We scanned 10 knee patients on a clinical 3T system (Siemens Magnetom Skyra) using a 15-channel knee coil. The study was approved by the IRB and written informed consent was obtained. A coronal PD weighted Cartesian 2D TSE sequence was used with following sequence parameters: TR=2690ms, TE=33ms, matrix size $$$320\times320$$$, $$$0.4\times0.4\text{mm}^2$$$, 34 $$$3\text{mm}$$$ slices, acceleration factor $$$R=2$$$. This clinical protocol delivers reference images without aliasing by using conventional parallel imaging (PI) reconstruction from the scanner vendor.

We conduct the training on a subset of 40 images from 4 different patients. This data is additionally undersampled for an acceleration factor of $$$R=6$$$. The training and parameter initialization of the network is performed similar to Chen et al.$$$^3$$$. We train 48 filters of size $$$7\times7$$$, their corresponding penalty functions and the regularization parameter $$$\lambda_t$$$ for each of $$$T=15$$$ steps.

For evaluation, we apply the learned network to $$$R=2$$$ and $$$R=6$$$ data from 6 patients that was not used for training, covering a wide range of anatomical knee structures. We compare our method to zero-filled initialization, iterative CG-SENSE$$$^4$$$ and TV-regularized combined CS and PI$$$^1$$$ reconstructions. Figure 2 depicts the results for $$$R=2$$$. As expected, all methods perform equally well. When the acceleration factor is pushed to $$$R=6$$$, CG-SENSE and TV cannot remove all artifacts as illustrated in Figure 3. This is also depicted in Figure 4 that shows several reconstructed slices of a single patient. Although TV-regularized reconstructions still include residual aliasing at this level of regularization they already look unnatural due to the piecewise-constance assumption and small low-contrast features vanish. Our learning approach leads to artifact-free and natural results with a reconstruction time of 1.78 seconds for a single $$$320\times320$$$ slice.

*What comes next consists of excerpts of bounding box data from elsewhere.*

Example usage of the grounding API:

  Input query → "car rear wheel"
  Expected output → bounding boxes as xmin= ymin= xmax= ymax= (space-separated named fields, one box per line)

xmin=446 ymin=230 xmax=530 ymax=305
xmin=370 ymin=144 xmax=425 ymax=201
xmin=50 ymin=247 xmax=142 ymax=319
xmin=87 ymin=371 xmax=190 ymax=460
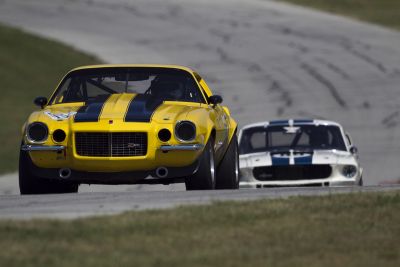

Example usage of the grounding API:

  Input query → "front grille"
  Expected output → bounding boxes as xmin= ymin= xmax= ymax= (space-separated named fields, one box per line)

xmin=75 ymin=132 xmax=147 ymax=157
xmin=253 ymin=164 xmax=332 ymax=181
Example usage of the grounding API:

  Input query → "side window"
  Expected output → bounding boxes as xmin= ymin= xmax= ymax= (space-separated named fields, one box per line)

xmin=54 ymin=78 xmax=71 ymax=104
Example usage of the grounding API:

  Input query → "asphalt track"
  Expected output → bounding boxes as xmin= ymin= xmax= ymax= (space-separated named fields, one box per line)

xmin=0 ymin=0 xmax=400 ymax=217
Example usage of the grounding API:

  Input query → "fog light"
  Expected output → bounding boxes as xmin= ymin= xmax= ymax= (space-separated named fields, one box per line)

xmin=26 ymin=121 xmax=49 ymax=143
xmin=53 ymin=129 xmax=67 ymax=143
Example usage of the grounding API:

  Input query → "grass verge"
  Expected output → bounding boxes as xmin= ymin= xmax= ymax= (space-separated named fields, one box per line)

xmin=0 ymin=192 xmax=400 ymax=267
xmin=274 ymin=0 xmax=400 ymax=30
xmin=0 ymin=25 xmax=99 ymax=177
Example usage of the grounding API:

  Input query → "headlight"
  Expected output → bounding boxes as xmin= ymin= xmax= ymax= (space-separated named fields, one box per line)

xmin=175 ymin=121 xmax=197 ymax=142
xmin=26 ymin=121 xmax=49 ymax=143
xmin=53 ymin=129 xmax=67 ymax=143
xmin=158 ymin=129 xmax=171 ymax=142
xmin=341 ymin=165 xmax=357 ymax=178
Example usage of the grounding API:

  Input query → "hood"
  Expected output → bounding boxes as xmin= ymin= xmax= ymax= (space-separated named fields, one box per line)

xmin=40 ymin=94 xmax=200 ymax=123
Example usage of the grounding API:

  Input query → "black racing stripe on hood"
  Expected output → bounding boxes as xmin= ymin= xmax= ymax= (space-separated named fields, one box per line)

xmin=74 ymin=94 xmax=111 ymax=122
xmin=124 ymin=94 xmax=164 ymax=122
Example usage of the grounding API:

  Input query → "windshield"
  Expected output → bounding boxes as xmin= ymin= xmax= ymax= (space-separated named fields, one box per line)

xmin=239 ymin=125 xmax=346 ymax=154
xmin=49 ymin=67 xmax=205 ymax=104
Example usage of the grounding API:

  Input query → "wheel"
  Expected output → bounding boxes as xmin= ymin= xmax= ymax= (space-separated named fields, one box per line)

xmin=185 ymin=135 xmax=215 ymax=191
xmin=19 ymin=142 xmax=79 ymax=195
xmin=215 ymin=134 xmax=239 ymax=189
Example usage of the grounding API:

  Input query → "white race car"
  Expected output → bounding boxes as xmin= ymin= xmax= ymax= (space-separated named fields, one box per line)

xmin=239 ymin=120 xmax=363 ymax=188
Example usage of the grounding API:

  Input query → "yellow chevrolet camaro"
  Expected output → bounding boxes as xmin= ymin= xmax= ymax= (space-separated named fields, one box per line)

xmin=19 ymin=65 xmax=239 ymax=194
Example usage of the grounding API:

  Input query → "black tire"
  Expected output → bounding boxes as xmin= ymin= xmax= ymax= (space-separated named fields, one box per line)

xmin=215 ymin=134 xmax=239 ymax=189
xmin=185 ymin=135 xmax=215 ymax=191
xmin=19 ymin=142 xmax=79 ymax=195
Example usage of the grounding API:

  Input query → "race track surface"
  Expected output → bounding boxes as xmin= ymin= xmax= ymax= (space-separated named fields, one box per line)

xmin=0 ymin=0 xmax=400 ymax=219
xmin=0 ymin=185 xmax=400 ymax=219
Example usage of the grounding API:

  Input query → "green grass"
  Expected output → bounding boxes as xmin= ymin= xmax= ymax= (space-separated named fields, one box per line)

xmin=0 ymin=192 xmax=400 ymax=267
xmin=274 ymin=0 xmax=400 ymax=30
xmin=0 ymin=25 xmax=99 ymax=174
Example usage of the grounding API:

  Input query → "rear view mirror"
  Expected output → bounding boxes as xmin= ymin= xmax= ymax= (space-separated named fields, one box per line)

xmin=115 ymin=73 xmax=150 ymax=82
xmin=350 ymin=146 xmax=358 ymax=154
xmin=208 ymin=95 xmax=222 ymax=107
xmin=33 ymin=96 xmax=47 ymax=109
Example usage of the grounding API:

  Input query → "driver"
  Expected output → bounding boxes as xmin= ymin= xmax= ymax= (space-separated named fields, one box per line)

xmin=310 ymin=127 xmax=329 ymax=148
xmin=149 ymin=75 xmax=184 ymax=100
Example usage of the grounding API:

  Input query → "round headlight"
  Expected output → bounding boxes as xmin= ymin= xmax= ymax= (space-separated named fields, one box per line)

xmin=26 ymin=121 xmax=49 ymax=143
xmin=158 ymin=129 xmax=171 ymax=142
xmin=53 ymin=129 xmax=67 ymax=143
xmin=342 ymin=165 xmax=357 ymax=178
xmin=175 ymin=121 xmax=197 ymax=142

In this work, we presented a novel approach for CS reconstruction to learn optimal regularization of a variational model. This allows for highly efficient reconstruction of new k-space data in terms of both image quality and runtime. The impact of our algorithm is visible for high acceleration factors where we achieve visually superior results compared to CG-SENSE and TV. While conventional CS reconstruction methods use handcrafted regularizers that are not particularly suitable for 2D Cartesian sequences which are still essential in clinical practice, our learned network enables the separation of characteristic undersampling artifacts from the natural appearance of MR images.